In Italy, Arturo Vidal has led Juventus to the last two Serie A titles. The Chilean playmaker is widely considered one of the best players in Europe and is on the wish list of clubs like Real Madrid, who’ll have a tough job of convincing his Italian manager to let him go. In Spain, Alexis Sánchez — Chile’s “Niño Maravilla” — is competing alongside the likes of Lionel Messi and Neymar for a starting berth at superclub Barcelona. Cementing a position in a squad of superstars has proved no easy task, but the boy from Tocopilla has proved his resolve is as steely as his footwork is silky, and many tip his determination will pay of with a huge season in 2013-14.
As the stars of these Chileans, and many others, rise around the world, gamers have had the chance to play out their professional football exploits for years in the most popular soccer video games on Earth: FIFA and Pro Evolution Soccer (PES).

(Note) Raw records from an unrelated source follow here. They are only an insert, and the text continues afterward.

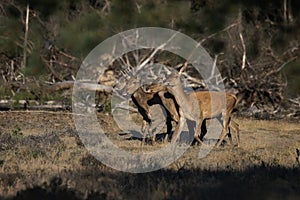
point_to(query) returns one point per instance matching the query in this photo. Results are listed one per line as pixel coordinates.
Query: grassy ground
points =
(41, 157)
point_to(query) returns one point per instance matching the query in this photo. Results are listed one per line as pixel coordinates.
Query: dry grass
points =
(41, 155)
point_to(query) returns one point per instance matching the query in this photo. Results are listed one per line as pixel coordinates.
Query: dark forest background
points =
(60, 33)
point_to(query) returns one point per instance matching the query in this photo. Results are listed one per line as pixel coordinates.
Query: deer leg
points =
(235, 126)
(144, 132)
(178, 127)
(198, 130)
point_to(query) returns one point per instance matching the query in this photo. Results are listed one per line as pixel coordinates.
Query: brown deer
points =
(143, 101)
(210, 105)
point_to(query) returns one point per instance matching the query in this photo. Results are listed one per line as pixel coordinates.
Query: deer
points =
(202, 99)
(143, 101)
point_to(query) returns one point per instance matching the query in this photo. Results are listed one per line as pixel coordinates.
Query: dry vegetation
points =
(41, 157)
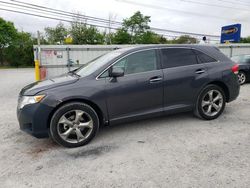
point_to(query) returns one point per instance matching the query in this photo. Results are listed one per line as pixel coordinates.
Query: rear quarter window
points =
(204, 58)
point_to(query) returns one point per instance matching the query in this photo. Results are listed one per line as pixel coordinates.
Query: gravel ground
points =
(173, 151)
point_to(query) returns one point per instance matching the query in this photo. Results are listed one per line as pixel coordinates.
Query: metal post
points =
(68, 58)
(38, 58)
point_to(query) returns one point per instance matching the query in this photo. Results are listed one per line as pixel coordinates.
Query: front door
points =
(139, 91)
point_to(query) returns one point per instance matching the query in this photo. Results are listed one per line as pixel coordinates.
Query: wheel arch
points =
(223, 86)
(97, 109)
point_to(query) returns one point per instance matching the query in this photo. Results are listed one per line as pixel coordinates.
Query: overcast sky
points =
(206, 16)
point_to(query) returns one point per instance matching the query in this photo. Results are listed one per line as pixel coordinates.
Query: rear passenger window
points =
(138, 62)
(203, 58)
(176, 57)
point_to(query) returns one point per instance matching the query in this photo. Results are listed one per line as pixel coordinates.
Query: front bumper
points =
(34, 119)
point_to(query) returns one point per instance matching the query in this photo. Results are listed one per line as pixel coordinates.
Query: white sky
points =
(181, 15)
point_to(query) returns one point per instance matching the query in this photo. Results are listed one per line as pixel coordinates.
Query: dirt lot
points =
(173, 151)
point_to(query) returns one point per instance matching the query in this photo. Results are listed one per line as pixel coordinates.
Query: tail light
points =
(235, 69)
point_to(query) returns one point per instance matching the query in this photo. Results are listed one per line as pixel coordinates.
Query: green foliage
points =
(136, 26)
(20, 52)
(56, 35)
(121, 37)
(7, 33)
(245, 40)
(185, 39)
(83, 34)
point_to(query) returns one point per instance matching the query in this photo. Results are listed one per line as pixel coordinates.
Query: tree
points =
(83, 34)
(245, 40)
(20, 51)
(121, 37)
(56, 35)
(136, 26)
(185, 39)
(8, 34)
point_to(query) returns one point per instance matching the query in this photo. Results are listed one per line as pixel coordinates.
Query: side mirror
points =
(116, 72)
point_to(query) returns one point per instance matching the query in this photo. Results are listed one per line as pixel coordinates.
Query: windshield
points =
(98, 62)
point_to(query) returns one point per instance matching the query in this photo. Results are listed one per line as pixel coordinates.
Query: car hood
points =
(34, 88)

But closer to home, Chile’s domestic league, like all of those from South America, have been left in the gaming dark ages — and undeservedly so.
Chile’s Primera División is establishing itself as a breeding ground for young talent — like recent Manchester United signing Ángelo Henríquez and Chelsea-bound Cristián Cuevas — and one of the most competitive in the CONMEBOL.
In 2011, Universidad de Chile won the Copa Sudamericana with some of the most scintillating football the continent has seen for years, and it fell agonizingly short of taking the Copa Libertadores trophy the following year.
This year’s Sudamericana is in its infancy, but “La U” rival Universidad Católica is already shaping up as a team to watch out for.
Meanwhile the only Chilean club to have won the Copa Libertadores, Colo Colo, continues to struggle with consistency. But no-one doubts its attacking firepower, and it would take a brave bookie to predict that “El Padre” of Chilean football won’t soon return to the form that has made it the most successful club in the country’s history.
But the true testament to the local league’s dynamism? None of those big three has lifted the Primera División trophy in the last two seasons — Santiago locals Unión Española took the title last time, while southern dark horse Huachipato won the season before.
So it is with bated breath football fans await the opportunity to play out the intrigues of the Primera División on both FIFA and PES.
And while the debate will continue to rage as to which game deserves the crown of best in the world, nobody can argue that both aren’t immeasurably richer with the addition of Chile’s growing football presence.